За десертом она водворилась у него на коленях и начала нежно пихать ему в рот клубнику, даже заставила его выпить шампанского из ее бокала, помочив в нем сначала язык… Чтобы защитить свою крахмальную сорочку, Фори завесил ее салфеткой. Он закидывал голову, чтобы избежать этого потока ласк, и имел вид человека, скучающего у парикмахера.
Усевшись у него на коленях, в своем платье цвета чайной розы, Краниль была докучна, как нельзя больше: как она ему надоедала! но еще больше мне, ибо я заметил, что ее взгляд не покидает меня. Негодяйка наблюдала меня, бросая взгляды из-под полуопущенных век, следила за каждым движением моего лица, каждым сжатием моих пальцев.

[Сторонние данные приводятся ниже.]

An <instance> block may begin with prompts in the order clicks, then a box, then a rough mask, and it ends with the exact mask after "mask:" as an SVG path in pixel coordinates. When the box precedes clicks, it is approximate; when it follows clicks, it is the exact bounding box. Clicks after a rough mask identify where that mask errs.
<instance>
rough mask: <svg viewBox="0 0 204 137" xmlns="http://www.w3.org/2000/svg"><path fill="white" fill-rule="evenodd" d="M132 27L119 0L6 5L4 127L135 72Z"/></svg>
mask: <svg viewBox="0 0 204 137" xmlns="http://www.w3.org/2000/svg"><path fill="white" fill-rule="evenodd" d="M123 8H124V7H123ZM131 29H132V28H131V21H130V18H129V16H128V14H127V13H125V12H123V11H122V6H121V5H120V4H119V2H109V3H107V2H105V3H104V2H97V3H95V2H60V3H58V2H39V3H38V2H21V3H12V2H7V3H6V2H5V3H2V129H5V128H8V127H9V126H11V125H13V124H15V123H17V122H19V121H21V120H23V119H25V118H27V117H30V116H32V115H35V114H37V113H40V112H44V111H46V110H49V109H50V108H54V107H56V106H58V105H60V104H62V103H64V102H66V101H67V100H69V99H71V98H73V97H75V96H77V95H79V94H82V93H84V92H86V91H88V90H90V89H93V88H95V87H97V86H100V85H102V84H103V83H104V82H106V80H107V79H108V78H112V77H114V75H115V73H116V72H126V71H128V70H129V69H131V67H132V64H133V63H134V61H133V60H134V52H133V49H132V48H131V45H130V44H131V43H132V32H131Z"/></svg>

— Если вы не хотите прекратить этого ради меня, постыдитесь хотя бы лакея, — сказал я, наконец. — Я имею вид наблюдателя. Для вас это оскорбительно.
— Я не знаю, что на нее нашло, — сказал мне Фори при выходе. — Это с ней впервые. Она не могла меня выносить, — она пьяна.
— Нет, она тварь, — ответил я ему на их гнусном наречии, — с нею не сваришь пива…
На другой день я послал ей две розовых жемчужины и букет черных ирисов в знак прощанья. Больше я ее никогда не видал.
Изе Краниль рассказывала всем, что я оказался неспособным.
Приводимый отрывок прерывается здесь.